Buy It Or Make My Own?

Regardless of the size of your personal or small-scale grow - a couple of plants or a couple of dozen - we recommend using a high quality manufactured living soil, rather than creating your own, for any kind of container growing, indoors or outdoors. 

While there are lots of recipes for making container growing soils, and some are very good, we’ve found that when you factor in the cost, the work and the results it doesn’t really save any money and it just isn’t worth it UNLESS you simply enjoy making everything yourself AND you have space to work AND access to quality ingredients like compost, manure, clean sand etc free or at a reasonable cost. 

Our Recommendations

So to the point - the commercial indoor/outdoor container soil we’ve used for years, along with a lot of other experienced Cannabis growers at every scale, is the Roots Organics brand and we really like their LUSH soil blend which is designed specifically for large container Cannabis growing. We get multiple plant cycles with this soil with no problems. We believe that beginning with a rich, balanced and diverse soil microbiome maintains health, supports growth, and makes all the difference in flower yield and quality. Roots Organics uses high-end quality ingredients that create a complete living soil with balanced beneficial microorganisms. And no this is not a paid commercial - we like the stuff and people are asking us, so here goes.

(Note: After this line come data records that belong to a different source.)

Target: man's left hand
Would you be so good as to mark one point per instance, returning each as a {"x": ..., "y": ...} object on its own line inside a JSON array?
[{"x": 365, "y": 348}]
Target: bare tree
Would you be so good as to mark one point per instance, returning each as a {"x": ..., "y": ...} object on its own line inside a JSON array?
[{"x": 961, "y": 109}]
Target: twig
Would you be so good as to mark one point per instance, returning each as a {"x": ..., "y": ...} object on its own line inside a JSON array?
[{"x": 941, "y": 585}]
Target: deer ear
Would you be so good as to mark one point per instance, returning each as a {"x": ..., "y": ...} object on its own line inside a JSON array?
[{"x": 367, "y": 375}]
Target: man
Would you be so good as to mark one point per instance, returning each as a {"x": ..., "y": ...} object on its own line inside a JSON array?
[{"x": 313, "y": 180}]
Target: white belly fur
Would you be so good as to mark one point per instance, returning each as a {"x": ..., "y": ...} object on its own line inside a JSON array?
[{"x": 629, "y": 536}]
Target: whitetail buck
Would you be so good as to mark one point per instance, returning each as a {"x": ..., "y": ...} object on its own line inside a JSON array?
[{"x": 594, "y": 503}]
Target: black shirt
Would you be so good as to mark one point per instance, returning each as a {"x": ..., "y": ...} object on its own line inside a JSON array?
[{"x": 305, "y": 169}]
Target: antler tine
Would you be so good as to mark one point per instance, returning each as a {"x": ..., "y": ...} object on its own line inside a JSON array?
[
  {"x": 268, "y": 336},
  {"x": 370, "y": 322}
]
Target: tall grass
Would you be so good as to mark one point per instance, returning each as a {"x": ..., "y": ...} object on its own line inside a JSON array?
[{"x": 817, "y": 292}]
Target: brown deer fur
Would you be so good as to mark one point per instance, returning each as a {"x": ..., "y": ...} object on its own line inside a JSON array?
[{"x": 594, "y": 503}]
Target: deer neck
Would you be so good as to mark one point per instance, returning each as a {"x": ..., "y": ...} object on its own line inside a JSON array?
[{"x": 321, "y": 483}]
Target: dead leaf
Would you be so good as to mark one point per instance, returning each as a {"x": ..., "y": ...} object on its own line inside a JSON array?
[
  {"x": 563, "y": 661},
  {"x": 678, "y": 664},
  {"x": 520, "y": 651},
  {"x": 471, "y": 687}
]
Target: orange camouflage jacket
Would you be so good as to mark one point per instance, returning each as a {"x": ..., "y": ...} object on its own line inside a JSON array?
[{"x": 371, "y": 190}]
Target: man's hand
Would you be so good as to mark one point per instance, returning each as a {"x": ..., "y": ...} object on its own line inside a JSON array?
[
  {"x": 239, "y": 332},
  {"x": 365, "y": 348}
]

What we really like about Roots Organics

  • They’re pioneer Cannabis-specific growing media researchers with first-class labs. In their own words: 
  • “We’ve collected and analyzed over 10,000 tissue samples from cannabis and hemp farms. We’ve studied all types of strains in all types of conditions, and we’ve logged the variables. This database allowed us to establish real standards for idealized nutrient levels in leaf tissue, in flower tissue, in flowering soil, in field soil, in growing soil, and in soil for seed production. Take any type of plant in any type of situation, and we could tell you what it should look like at any given time and how to get it there.”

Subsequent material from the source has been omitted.